= Kevin Hanson =

Canadian basketball coach (born 1964)

Kevin Lyle Hanson (born January 18, 1964) is a Canadian basketball coach, who served as head men's basketball coach at the University of British Columbia from 2000 to 2025.

==Career==
===Player===
Hanson played at Seaquam Secondary School in North Delta, British Columbia before joining the Falcons of Langara College. He earned Langara outstanding male athlete and CCAA All-Canadian honours in 1984. After two years at Langara, he transferred to the University of British Columbia in 1984. He reached the CIAU Championship Game with UBC in 1987, falling short to Brandon, while Hanson earned Tournament All-Star Team that year.

===Coach===
Hanson began his coaching career with assistant coaching stints at Vancouver Community College (1987–88), Simon Fraser University (1988-89) and the University of British Columbia (1990–91). During his nine-year tenure as head coach of Langara College (1991-2000), Hanson steered the Falcons to two CCAA National Championships (1998, 1999), two CCAA silver medals (1992, 1995), Pacwest Provincial Championships in 1992, 1995, 1997, 1998 and 1999 as well as to a total of 261 wins.

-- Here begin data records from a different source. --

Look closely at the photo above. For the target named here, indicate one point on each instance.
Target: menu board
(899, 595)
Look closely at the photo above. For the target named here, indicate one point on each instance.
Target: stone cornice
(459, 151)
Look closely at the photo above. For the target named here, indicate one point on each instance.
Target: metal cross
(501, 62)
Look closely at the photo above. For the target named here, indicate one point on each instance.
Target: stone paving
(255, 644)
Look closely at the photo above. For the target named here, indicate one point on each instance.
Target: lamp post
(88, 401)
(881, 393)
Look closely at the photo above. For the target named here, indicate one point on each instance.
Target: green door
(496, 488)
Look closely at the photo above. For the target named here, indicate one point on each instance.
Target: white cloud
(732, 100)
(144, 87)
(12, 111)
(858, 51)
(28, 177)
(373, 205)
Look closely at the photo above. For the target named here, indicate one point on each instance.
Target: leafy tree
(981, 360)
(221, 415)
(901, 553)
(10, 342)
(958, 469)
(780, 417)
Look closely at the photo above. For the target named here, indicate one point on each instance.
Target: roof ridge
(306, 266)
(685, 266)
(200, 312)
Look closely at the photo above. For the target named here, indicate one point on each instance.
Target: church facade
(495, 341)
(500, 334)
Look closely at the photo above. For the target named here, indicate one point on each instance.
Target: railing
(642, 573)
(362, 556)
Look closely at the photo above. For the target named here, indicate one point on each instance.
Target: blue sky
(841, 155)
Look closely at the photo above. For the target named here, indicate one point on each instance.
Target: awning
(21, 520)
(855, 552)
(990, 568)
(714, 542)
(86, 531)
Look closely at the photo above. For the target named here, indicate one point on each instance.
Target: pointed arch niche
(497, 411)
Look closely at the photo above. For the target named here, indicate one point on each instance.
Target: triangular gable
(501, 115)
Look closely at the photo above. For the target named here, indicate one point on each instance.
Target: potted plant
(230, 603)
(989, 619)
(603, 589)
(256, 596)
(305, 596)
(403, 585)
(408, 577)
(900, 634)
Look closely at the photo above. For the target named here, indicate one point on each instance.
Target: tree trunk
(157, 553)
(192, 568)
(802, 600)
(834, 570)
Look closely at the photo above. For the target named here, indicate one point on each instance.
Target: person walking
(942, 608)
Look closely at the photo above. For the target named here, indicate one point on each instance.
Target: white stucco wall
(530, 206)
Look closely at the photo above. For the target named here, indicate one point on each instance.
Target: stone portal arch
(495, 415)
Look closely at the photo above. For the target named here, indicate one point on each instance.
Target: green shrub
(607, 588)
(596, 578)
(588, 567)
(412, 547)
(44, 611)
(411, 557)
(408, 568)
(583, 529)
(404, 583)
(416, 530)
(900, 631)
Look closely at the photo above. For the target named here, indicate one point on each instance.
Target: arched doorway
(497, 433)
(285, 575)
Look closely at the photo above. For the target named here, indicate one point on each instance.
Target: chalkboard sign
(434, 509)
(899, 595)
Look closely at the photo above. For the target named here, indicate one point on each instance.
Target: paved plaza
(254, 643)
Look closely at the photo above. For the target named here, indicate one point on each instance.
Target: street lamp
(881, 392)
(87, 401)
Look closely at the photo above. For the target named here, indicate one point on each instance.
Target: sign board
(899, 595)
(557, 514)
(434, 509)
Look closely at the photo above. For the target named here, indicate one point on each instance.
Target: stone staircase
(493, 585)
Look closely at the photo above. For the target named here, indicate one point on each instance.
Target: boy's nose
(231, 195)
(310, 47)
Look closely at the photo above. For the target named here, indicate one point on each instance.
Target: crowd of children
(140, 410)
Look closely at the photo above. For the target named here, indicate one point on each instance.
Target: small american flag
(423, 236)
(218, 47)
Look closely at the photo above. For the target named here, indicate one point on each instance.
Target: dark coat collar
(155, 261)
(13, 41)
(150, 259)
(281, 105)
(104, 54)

He was appointed head coach of the University of British Columbia men's basketball team in 2000. He guided UBC to the CIS Championship Game in 2009 and 2010, where his Thunderbirds fell short to Carleton and Saskatchewan respectively. In 2003, 2007, 2008, 2011, 2013 and 2020, he coached UBC to Canada West Championships. Hanson was presented with the Stuart W. Aberdeen Memorial Trophy (CIS Coach of the Year) in 2006 and 2010 and earned Canada West Coach of the Year distinction in 2002, 2006, 2009, 2010, 2011 and 2017.

Hanson retired as University of British Columbia head coach in May 2025. In his 20-year stint, he led the team to 614 victories, including a record-breaking 378 in Canada West regular season play. In 2025, he was inducted into the Canadian Collegiate Athletic Association Hall of Fame. After stepping down as head coach, Hanson was named Senior Advisor, Basketball Operations at the University of British Columbia.

====National team====
Hanson was the head coach of Team Canada at the 2003, 2005, 2011 and 2017 University Games, guiding the squad to silver in 2011 and a bronze medal in 2003. In the summer of 2006, he served as guest coach at Canada's men's national team camp. In 1997, he coached the British Columbia under-19-boys team to gold at the Canada Summer Games. As an assistant coach of the Canadian team, he won a silver medal at the 2018 Commonwealth Games in Gold Coast, Australia.

==Personal life==
His wife Theresa held senior leadership positions within the athletics department at the University of British Columbia, before being named senior director of athletics and recreation at Simon Fraser University in October 2015.